To fully develop their upper back muscles and prevent the aforementioned health issues, I always encourage my clients to incorporate a selection of lower trap exercises into their workout routine.

Here are my top picks for the most effective ones.

Quick Summary

  • Effective trap exercises include Y-raises, shrug dips, face pulls, and more.
  • Activating your lower trap muscles before exercising is crucial for proper muscle engagement.
  • According to National Library of Medicine research, the trapezius muscle is a diamond-shaped structure comprising upper, middle, and lower groups of muscle fibers.
  • Based on my years of training clients, I've seen firsthand how lower trap exercises can significantly reduce shoulder issues and improve posture.

7 Best Lower Trap Exercises for a More Defined Back

Close up shot of a person flexing his back muscles after lower trap exercises

Lower trap exercises are crucial for building stability in your torso and upper body during big lifts and for improving your overall posture and health.

Since it’s a muscle responsible for this focused tension (stability), you first need to establish the muscle-mind connection and activate this part of the trapezius muscle before exercise.

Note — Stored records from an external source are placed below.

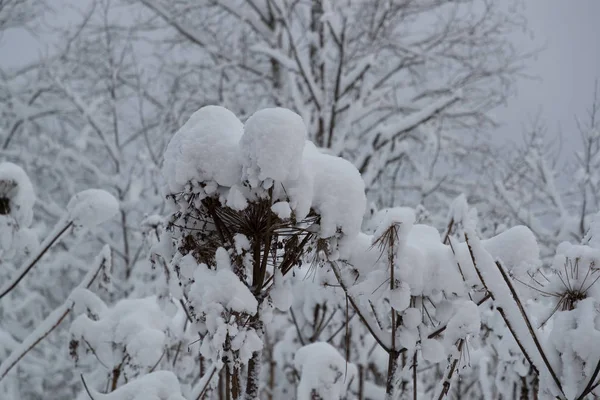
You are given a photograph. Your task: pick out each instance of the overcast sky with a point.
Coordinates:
(567, 67)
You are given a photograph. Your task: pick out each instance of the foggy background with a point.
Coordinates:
(563, 72)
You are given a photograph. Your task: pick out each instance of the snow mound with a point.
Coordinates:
(16, 193)
(92, 207)
(159, 385)
(323, 372)
(272, 146)
(338, 193)
(204, 149)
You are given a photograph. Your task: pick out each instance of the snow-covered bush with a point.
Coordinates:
(22, 301)
(260, 284)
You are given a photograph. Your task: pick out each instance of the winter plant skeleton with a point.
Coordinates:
(264, 211)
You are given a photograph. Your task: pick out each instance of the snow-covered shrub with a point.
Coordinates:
(251, 202)
(25, 316)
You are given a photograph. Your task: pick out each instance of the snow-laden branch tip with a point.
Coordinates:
(87, 209)
(92, 207)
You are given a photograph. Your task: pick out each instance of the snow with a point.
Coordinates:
(16, 187)
(159, 385)
(136, 326)
(412, 318)
(464, 323)
(204, 149)
(338, 193)
(402, 218)
(92, 207)
(432, 350)
(222, 287)
(272, 145)
(400, 297)
(323, 371)
(281, 293)
(236, 198)
(282, 209)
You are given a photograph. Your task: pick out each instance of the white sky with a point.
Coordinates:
(567, 68)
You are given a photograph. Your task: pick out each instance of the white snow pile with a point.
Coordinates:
(137, 328)
(573, 322)
(204, 149)
(158, 385)
(272, 146)
(212, 296)
(92, 207)
(324, 372)
(214, 154)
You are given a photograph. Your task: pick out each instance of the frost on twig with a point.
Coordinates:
(87, 209)
(56, 317)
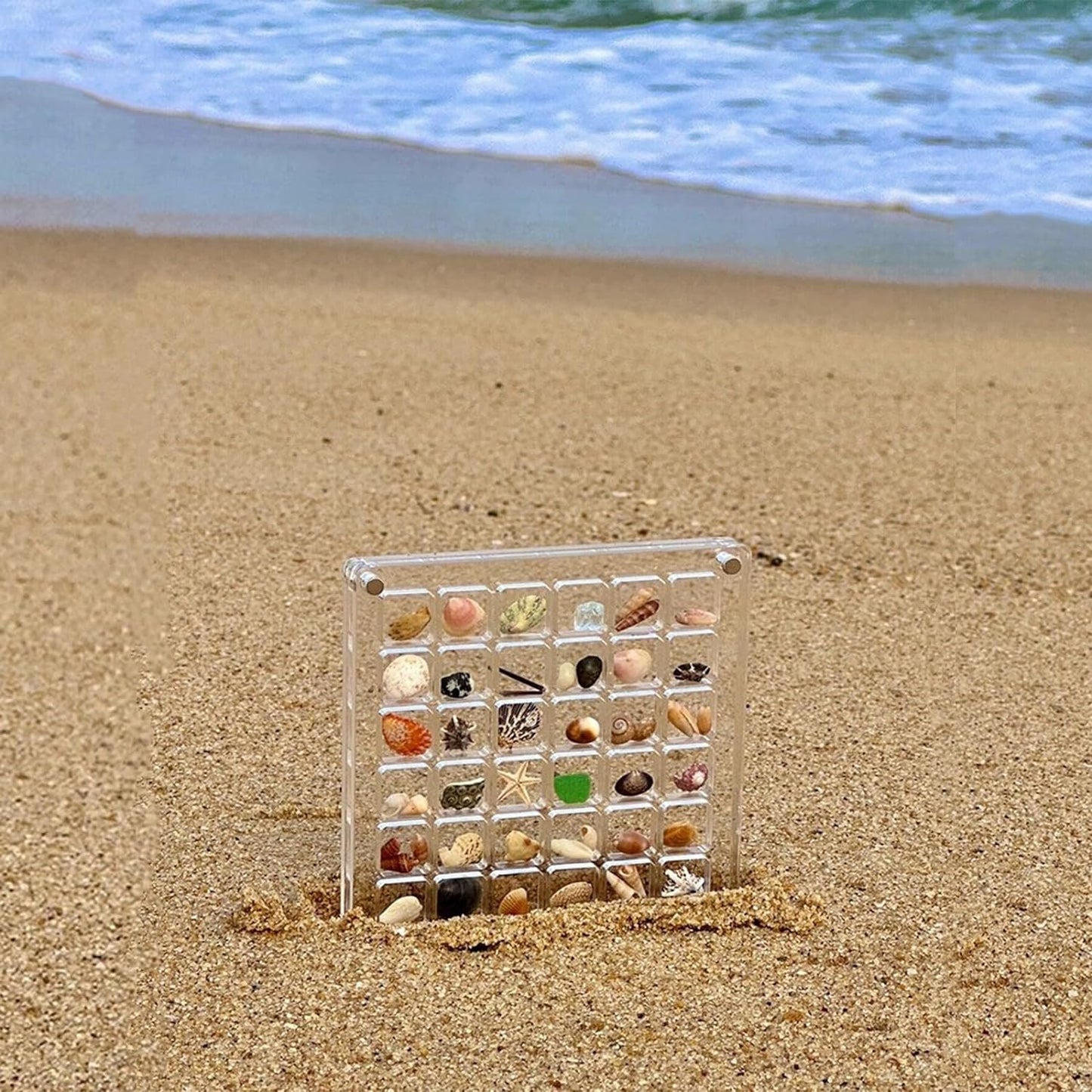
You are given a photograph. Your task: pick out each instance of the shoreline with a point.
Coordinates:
(74, 161)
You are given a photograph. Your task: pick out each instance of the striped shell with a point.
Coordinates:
(571, 893)
(405, 735)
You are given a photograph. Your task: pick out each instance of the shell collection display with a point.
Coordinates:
(562, 760)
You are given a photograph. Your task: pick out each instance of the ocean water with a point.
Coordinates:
(946, 107)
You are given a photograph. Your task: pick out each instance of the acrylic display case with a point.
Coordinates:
(533, 728)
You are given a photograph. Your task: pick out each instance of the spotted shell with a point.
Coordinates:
(404, 735)
(571, 893)
(515, 902)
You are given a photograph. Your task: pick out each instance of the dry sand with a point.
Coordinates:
(196, 432)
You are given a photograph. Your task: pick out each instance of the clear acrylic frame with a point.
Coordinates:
(537, 719)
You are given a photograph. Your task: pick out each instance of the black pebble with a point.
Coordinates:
(589, 670)
(458, 897)
(456, 685)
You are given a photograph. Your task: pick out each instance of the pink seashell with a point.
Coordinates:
(462, 616)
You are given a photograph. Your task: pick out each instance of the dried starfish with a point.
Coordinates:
(517, 783)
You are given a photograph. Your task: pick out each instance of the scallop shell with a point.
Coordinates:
(633, 842)
(520, 846)
(571, 893)
(679, 834)
(680, 718)
(407, 626)
(462, 616)
(466, 849)
(515, 902)
(405, 677)
(639, 608)
(524, 614)
(407, 908)
(404, 735)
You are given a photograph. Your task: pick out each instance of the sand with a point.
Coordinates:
(196, 435)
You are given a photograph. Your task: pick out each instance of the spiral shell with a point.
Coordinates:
(515, 902)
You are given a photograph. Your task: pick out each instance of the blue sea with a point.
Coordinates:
(945, 107)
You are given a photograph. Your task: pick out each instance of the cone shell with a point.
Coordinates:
(520, 846)
(407, 908)
(571, 893)
(462, 616)
(407, 626)
(515, 902)
(405, 735)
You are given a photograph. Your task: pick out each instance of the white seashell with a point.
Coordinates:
(407, 908)
(572, 849)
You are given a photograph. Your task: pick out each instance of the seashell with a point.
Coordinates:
(631, 665)
(571, 893)
(589, 670)
(523, 614)
(456, 685)
(583, 729)
(572, 787)
(631, 842)
(639, 608)
(571, 849)
(407, 627)
(466, 849)
(458, 896)
(392, 859)
(680, 718)
(405, 677)
(694, 616)
(690, 673)
(520, 846)
(459, 795)
(566, 676)
(404, 735)
(631, 876)
(633, 783)
(407, 908)
(515, 902)
(692, 778)
(621, 731)
(620, 887)
(679, 834)
(462, 616)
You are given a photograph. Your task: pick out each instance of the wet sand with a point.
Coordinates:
(196, 432)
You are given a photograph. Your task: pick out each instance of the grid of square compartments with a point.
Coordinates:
(547, 741)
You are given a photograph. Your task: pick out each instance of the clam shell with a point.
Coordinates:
(583, 729)
(407, 626)
(679, 834)
(631, 842)
(633, 783)
(631, 665)
(462, 616)
(520, 846)
(405, 735)
(515, 902)
(407, 908)
(571, 893)
(523, 614)
(680, 718)
(572, 849)
(405, 677)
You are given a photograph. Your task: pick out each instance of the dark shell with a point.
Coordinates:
(462, 794)
(691, 673)
(458, 897)
(456, 685)
(633, 783)
(589, 670)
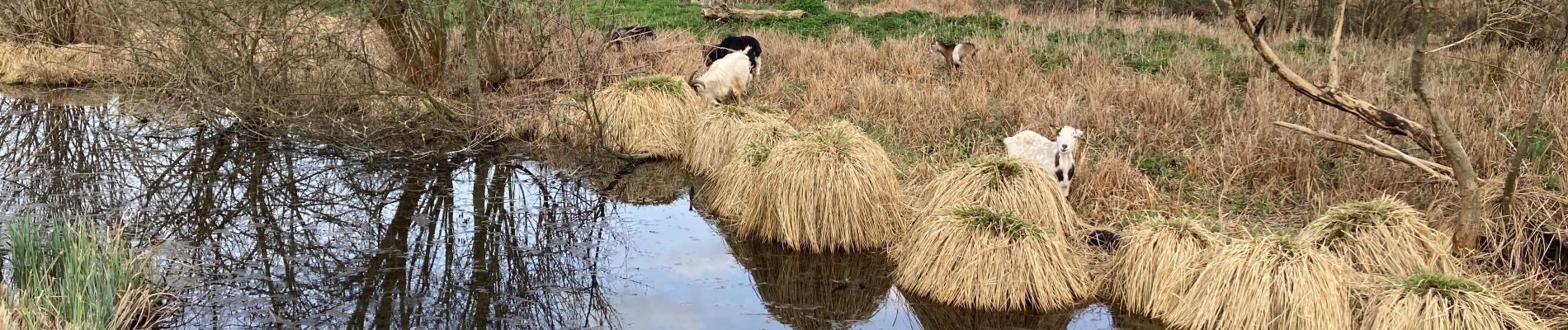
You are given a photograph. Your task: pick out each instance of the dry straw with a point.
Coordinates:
(1003, 183)
(833, 190)
(1380, 237)
(1158, 262)
(731, 191)
(815, 290)
(984, 258)
(1435, 300)
(1269, 284)
(725, 129)
(640, 116)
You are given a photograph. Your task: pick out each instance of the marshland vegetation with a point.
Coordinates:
(1183, 155)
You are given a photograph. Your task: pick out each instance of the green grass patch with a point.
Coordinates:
(819, 22)
(1429, 282)
(78, 277)
(1003, 223)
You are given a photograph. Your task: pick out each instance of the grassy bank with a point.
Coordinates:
(71, 276)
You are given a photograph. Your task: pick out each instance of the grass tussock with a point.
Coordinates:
(815, 290)
(723, 130)
(639, 118)
(1269, 284)
(1432, 300)
(984, 258)
(76, 277)
(833, 190)
(1156, 262)
(1001, 183)
(60, 66)
(1380, 237)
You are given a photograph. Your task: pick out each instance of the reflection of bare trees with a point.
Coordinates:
(273, 233)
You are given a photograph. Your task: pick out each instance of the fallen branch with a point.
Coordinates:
(1393, 153)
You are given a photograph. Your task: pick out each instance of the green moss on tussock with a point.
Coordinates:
(1003, 223)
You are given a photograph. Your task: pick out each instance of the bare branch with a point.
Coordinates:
(1363, 110)
(1333, 47)
(1391, 153)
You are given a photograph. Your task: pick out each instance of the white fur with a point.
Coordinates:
(728, 77)
(1054, 155)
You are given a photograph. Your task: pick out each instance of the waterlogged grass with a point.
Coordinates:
(1003, 223)
(819, 21)
(76, 277)
(1151, 52)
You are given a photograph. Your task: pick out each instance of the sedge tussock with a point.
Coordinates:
(1432, 300)
(1156, 262)
(731, 190)
(815, 290)
(833, 190)
(59, 66)
(1003, 183)
(1383, 237)
(984, 258)
(640, 116)
(1269, 284)
(721, 130)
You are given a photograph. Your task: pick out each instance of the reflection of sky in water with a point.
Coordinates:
(267, 233)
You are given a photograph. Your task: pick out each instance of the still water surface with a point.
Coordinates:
(273, 233)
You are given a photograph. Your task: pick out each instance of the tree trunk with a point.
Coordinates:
(1462, 227)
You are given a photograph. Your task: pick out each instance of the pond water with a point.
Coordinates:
(275, 233)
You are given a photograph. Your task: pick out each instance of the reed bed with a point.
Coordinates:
(831, 190)
(985, 258)
(1437, 300)
(1003, 183)
(1269, 284)
(1158, 262)
(1383, 237)
(723, 130)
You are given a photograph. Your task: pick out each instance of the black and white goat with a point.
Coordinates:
(725, 78)
(1056, 155)
(752, 47)
(956, 55)
(627, 35)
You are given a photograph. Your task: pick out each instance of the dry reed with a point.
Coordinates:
(1004, 183)
(726, 129)
(982, 258)
(1269, 284)
(730, 193)
(1383, 237)
(833, 190)
(1435, 300)
(1158, 262)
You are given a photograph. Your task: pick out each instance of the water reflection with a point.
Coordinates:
(276, 233)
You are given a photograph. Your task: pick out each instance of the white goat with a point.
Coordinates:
(1056, 155)
(725, 78)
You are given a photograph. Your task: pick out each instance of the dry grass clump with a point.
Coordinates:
(59, 66)
(731, 191)
(833, 190)
(984, 258)
(1432, 300)
(642, 116)
(1269, 284)
(1003, 183)
(723, 130)
(815, 290)
(1158, 262)
(1380, 237)
(1111, 188)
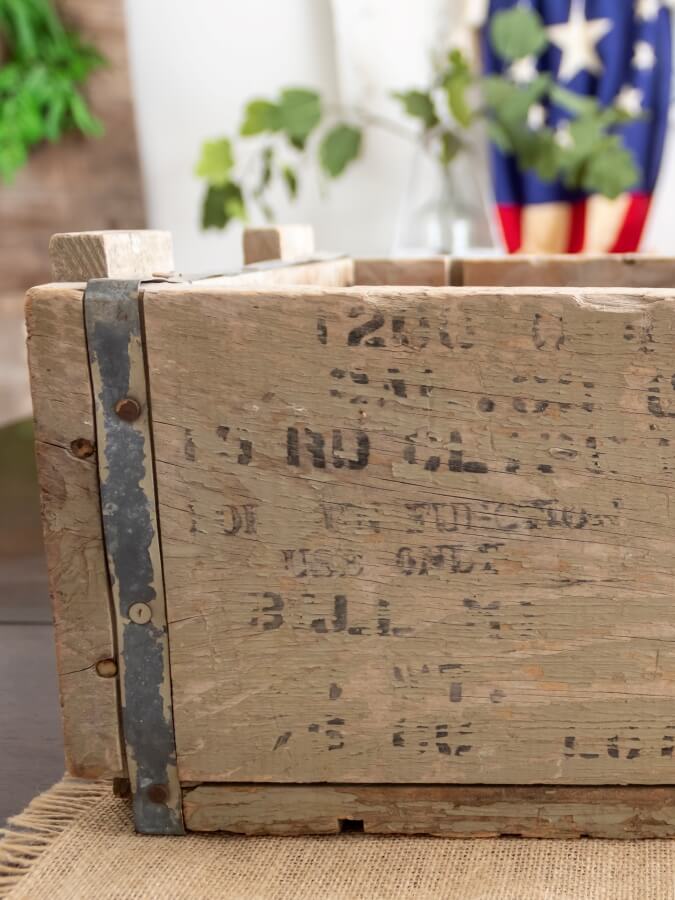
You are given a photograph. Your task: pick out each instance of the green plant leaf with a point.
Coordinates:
(261, 116)
(300, 113)
(456, 83)
(612, 171)
(510, 103)
(339, 147)
(517, 32)
(266, 170)
(575, 103)
(290, 180)
(420, 105)
(499, 135)
(216, 162)
(222, 204)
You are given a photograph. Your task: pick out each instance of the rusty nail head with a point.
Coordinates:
(82, 448)
(157, 793)
(140, 613)
(128, 409)
(106, 668)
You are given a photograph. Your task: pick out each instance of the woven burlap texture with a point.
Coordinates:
(77, 841)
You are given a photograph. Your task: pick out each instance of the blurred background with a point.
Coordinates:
(370, 119)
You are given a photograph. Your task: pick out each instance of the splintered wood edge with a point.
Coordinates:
(78, 579)
(461, 811)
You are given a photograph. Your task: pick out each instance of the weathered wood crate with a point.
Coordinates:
(363, 545)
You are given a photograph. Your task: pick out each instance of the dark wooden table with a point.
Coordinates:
(31, 749)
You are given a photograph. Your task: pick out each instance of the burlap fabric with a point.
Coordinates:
(77, 841)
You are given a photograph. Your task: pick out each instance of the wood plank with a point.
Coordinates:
(286, 242)
(445, 810)
(72, 529)
(631, 270)
(324, 273)
(417, 535)
(79, 256)
(434, 271)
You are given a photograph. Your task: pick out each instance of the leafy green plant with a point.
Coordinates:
(586, 153)
(42, 69)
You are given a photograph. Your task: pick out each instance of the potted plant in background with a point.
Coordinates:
(43, 67)
(445, 118)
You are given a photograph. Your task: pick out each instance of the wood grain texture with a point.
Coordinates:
(434, 271)
(72, 530)
(79, 256)
(447, 810)
(285, 242)
(632, 270)
(90, 183)
(417, 535)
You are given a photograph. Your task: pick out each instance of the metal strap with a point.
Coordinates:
(129, 511)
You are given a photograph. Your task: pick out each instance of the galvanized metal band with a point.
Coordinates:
(129, 512)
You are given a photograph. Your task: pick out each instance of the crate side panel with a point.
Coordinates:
(449, 810)
(418, 535)
(72, 530)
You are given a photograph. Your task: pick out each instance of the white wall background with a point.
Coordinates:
(194, 65)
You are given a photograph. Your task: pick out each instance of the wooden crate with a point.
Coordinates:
(406, 556)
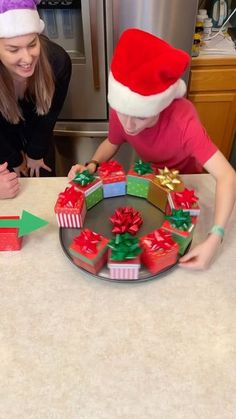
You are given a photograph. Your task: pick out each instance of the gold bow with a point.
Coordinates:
(168, 178)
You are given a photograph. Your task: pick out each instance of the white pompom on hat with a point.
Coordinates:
(145, 74)
(19, 17)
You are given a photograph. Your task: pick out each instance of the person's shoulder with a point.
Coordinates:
(181, 106)
(57, 56)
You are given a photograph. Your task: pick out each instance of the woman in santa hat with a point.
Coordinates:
(149, 111)
(34, 78)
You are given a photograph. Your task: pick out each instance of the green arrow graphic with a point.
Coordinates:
(27, 223)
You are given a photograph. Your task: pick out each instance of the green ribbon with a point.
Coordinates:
(124, 246)
(180, 219)
(142, 168)
(84, 178)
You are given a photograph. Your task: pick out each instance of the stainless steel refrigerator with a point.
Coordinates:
(89, 30)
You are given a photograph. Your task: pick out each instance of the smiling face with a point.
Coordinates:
(20, 55)
(133, 125)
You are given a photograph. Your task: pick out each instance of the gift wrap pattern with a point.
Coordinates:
(9, 239)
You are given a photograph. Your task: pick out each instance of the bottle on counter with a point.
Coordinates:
(196, 45)
(207, 28)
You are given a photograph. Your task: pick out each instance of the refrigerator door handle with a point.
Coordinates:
(94, 43)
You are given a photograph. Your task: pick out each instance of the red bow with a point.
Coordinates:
(186, 198)
(110, 167)
(159, 240)
(126, 220)
(87, 241)
(70, 197)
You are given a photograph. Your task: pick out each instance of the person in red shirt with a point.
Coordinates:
(148, 110)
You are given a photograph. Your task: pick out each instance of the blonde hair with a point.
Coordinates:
(40, 88)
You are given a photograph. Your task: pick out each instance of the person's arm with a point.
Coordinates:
(104, 152)
(41, 128)
(201, 256)
(9, 182)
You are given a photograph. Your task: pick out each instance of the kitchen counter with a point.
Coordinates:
(77, 347)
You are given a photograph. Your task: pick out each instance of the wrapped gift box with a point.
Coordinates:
(160, 251)
(91, 186)
(89, 251)
(161, 185)
(113, 178)
(124, 257)
(126, 269)
(138, 179)
(70, 208)
(181, 226)
(186, 200)
(9, 239)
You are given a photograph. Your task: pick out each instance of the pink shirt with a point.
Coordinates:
(178, 140)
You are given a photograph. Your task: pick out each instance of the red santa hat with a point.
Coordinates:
(145, 74)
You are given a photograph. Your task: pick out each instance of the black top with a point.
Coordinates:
(32, 135)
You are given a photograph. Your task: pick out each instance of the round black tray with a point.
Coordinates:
(97, 219)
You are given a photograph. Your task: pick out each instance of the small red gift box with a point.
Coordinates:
(70, 208)
(113, 178)
(9, 239)
(89, 251)
(185, 200)
(91, 186)
(159, 250)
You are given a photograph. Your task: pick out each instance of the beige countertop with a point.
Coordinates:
(75, 347)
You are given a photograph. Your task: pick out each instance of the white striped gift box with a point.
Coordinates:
(71, 217)
(123, 271)
(70, 220)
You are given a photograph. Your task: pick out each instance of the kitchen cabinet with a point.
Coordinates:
(212, 89)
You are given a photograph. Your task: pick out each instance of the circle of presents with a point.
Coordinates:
(157, 250)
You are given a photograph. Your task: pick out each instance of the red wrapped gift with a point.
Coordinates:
(89, 251)
(159, 250)
(9, 239)
(70, 208)
(126, 220)
(113, 178)
(185, 200)
(111, 171)
(91, 186)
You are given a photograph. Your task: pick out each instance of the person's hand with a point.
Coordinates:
(200, 256)
(77, 168)
(34, 166)
(9, 183)
(22, 168)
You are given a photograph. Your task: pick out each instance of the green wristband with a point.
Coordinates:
(218, 230)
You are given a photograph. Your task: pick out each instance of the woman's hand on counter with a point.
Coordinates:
(9, 183)
(201, 256)
(34, 166)
(78, 168)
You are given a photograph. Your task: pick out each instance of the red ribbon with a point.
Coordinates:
(126, 220)
(186, 199)
(70, 197)
(159, 240)
(110, 168)
(87, 241)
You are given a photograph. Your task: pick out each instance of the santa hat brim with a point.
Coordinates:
(20, 22)
(125, 101)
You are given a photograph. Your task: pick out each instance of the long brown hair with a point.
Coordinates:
(40, 88)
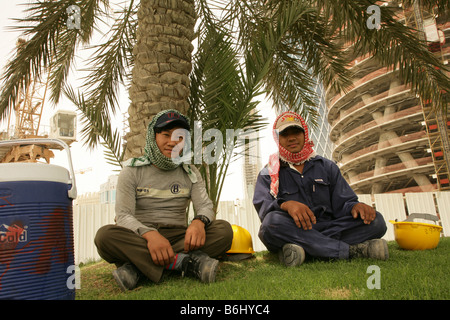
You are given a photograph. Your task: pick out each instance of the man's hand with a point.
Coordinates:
(302, 215)
(195, 236)
(366, 212)
(159, 248)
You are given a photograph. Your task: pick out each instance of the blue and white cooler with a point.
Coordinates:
(36, 229)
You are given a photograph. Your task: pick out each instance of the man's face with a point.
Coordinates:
(169, 142)
(292, 139)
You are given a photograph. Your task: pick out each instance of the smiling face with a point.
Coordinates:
(292, 139)
(170, 141)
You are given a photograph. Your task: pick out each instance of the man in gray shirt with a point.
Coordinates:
(153, 193)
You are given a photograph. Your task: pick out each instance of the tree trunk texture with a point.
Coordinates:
(162, 63)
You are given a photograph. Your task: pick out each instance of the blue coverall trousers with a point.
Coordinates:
(327, 239)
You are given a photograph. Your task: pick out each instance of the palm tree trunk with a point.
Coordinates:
(162, 63)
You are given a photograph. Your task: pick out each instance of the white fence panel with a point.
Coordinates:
(391, 206)
(421, 202)
(443, 202)
(365, 198)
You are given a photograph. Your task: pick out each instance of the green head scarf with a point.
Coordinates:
(152, 154)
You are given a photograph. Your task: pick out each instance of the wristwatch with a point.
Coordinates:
(203, 219)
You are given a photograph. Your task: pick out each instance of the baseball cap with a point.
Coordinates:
(288, 119)
(171, 117)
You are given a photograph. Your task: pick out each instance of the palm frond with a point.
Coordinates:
(47, 36)
(112, 61)
(97, 128)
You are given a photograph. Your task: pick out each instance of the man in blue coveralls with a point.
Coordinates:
(306, 206)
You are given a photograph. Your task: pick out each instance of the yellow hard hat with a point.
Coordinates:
(416, 235)
(242, 241)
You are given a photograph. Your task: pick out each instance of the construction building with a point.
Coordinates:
(385, 138)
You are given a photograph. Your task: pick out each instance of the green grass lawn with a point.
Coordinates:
(418, 275)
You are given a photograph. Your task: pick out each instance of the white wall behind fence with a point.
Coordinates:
(90, 215)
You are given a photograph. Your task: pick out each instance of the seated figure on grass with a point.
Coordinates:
(307, 208)
(151, 234)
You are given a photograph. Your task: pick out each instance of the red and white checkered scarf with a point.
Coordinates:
(293, 158)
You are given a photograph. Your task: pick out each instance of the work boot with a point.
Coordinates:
(126, 276)
(375, 249)
(199, 265)
(291, 255)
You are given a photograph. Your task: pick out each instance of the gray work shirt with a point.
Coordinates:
(148, 196)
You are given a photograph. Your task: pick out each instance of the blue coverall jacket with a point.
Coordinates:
(324, 190)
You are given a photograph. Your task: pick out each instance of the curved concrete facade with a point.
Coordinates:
(381, 140)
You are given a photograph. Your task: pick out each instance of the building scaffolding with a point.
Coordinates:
(383, 133)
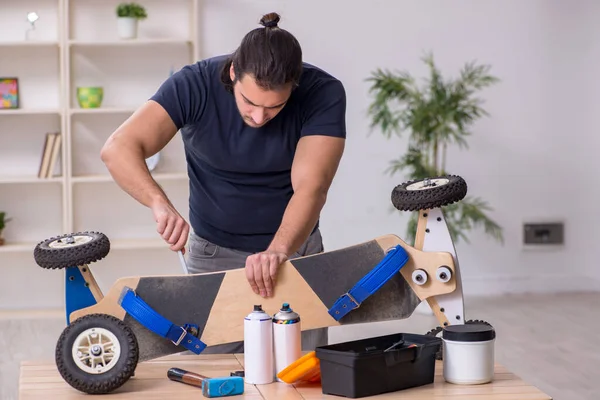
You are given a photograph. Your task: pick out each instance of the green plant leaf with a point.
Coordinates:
(131, 10)
(437, 114)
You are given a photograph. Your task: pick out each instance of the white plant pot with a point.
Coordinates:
(127, 27)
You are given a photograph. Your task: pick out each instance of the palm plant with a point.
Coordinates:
(437, 115)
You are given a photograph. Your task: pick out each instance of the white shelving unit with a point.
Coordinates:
(76, 44)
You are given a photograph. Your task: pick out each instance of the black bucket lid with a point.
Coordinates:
(475, 332)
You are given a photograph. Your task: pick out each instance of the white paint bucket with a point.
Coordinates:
(468, 353)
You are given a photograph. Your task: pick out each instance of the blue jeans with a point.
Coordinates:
(204, 256)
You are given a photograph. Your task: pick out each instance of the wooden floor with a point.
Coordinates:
(41, 380)
(550, 341)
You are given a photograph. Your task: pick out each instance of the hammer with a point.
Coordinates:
(211, 387)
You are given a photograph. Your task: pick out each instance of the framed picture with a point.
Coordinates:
(9, 93)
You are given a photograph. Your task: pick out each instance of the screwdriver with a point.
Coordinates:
(211, 387)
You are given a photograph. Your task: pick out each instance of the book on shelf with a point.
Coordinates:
(50, 154)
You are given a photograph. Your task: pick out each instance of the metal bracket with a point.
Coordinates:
(433, 235)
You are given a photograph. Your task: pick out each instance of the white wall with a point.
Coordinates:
(524, 159)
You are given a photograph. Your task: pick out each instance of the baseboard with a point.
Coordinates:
(511, 284)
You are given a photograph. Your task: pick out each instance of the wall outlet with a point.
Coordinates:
(550, 233)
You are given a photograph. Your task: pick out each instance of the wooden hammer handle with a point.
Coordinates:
(183, 376)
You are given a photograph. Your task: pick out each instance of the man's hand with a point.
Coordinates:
(261, 271)
(171, 225)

I've seen many clients transform their upper-body strength and posture dramatically by incorporating this strategy.

Strengthening the lower traps is especially important for athletes in sports like archery and swimming, where shoulder stability is crucial for performance and injury prevention.

4-Step Lower Trap Activation

To engage the lower traps, follow these four steps:

  1. Upward rotation: Extend your arms out in opposite directions.
  2. Retraction: Bring your arms back, squeezing your scapulae (shoulder blade).
  3. Posterior tilt: Rotate your palms towards the back, pointing your thumbs towards the floor, and extending as far as possible.
  4. Feel the contraction: Focus on the squeeze around your shoulder blades.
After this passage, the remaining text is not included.